Group-V impurities in ${\text{SnO}}_2$ from first-principles calculations

By means of first-principles calculations we investigate the effects of N, P, As, and Sb impurities on the electrical properties of ${\text{SnO}}_2$. We find that N prefers to occupy the O site and unexpectedly acts as a very deep acceptor with a level closer to the conduction band than to the valence band. P, As, and Sb prefer the Sn site, where they act as shallow donors. The group-V impurities are therefore not suitable for achieving $p$-type conductivity in ${\text{SnO}}_2$, but P, As, and Sb may serve as $n$-type dopants. We also investigate the interaction between N and H impurities, finding that the binding energy of the N-H complex is much larger than the binding energies found for complexes involving H and group-IIIA impurities in ${\text{SnO}}_2$.

Figure 1

(Color online) (a) Calculated band structure for ${\text{SnO}}_2$ using the HSE hybrid functional. The VBM is set to zero on the energy axis. (b) Brillouin zone for rutile, indicating high-symmetry points included in the band-structure plot.

Figure 2

(Color online) Calculated formation energies for N substituting on the O site in ${\text{SnO}}_2$ using the HSE hybrid functional. N is found to be highly unstable when substituting on the Sn site. The bounds are shown for the formation energies corresponding to the extremes of O-poor and O-rich limits.

Figure 3

(Color online) Relaxed configurations of N substituting on the O site in ${\text{SnO}}_2$ using the HSE hybrid functional.
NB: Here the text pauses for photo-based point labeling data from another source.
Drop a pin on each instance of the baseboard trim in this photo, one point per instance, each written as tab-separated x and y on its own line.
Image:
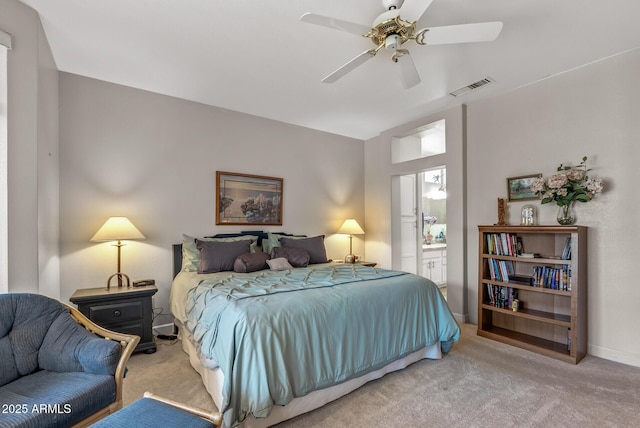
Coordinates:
628	358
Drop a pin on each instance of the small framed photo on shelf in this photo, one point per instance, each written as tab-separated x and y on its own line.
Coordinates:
519	188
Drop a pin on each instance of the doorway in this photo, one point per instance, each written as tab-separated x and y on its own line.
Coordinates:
423	225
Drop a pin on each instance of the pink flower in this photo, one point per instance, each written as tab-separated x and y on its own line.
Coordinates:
595	185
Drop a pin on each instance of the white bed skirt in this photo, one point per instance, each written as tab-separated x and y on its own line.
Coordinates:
214	378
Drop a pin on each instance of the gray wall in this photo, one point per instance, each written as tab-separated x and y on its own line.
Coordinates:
153	158
592	111
32	154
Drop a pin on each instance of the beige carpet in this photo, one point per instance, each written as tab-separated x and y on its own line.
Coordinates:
481	383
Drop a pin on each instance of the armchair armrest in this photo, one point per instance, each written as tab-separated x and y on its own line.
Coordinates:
127	342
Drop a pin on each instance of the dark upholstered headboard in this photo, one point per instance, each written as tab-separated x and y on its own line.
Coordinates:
177	248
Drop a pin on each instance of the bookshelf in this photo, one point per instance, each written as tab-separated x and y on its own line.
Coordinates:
545	269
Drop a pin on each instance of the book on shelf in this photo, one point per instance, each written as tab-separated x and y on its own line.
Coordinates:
521	279
500	270
566	252
501	296
552	277
529	255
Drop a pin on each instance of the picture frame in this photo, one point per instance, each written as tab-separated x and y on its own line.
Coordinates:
244	199
519	188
The spin density isosurface, set to 10% of its maximum value, is also shown for the neutral ${\text{N}}_{\text{O}}$, displaying the highly localized hole state oriented in the 110 direction.

Figure 4

(Color online) Calculated formation energies for substitutional P-related defects in ${\text{SnO}}_2$ using the HSE hybrid functional. The bounds are shown for the formation energies corresponding to the extreme O-poor and O-rich limits.

Figure 5

(Color online) Calculated formation energies for substitutional As-related defects in ${\text{SnO}}_2$ using the HSE hybrid functional. The bounds are shown for the formation energies corresponding to the extreme O-poor and O-rich limits.

Figure 6

(Color online) Calculated formation energies for ${\text{Sb}}_{\text{Sn}}$ in ${\text{SnO}}_2$. The ${\text{Sb}}_{\text{Sn}}$ defect was found to be considerably higher in formation energy and therefore highly unlikely to form. Both O-rich and O-poor limiting conditions are shown.

Figure 7

(Color online) Calculated formation energies for substitutional N on the O site and its neutral complex with interstitial hydrogen. Bounds for the impurity and complex formation energies correspond to the extreme O-poor and O-rich limits.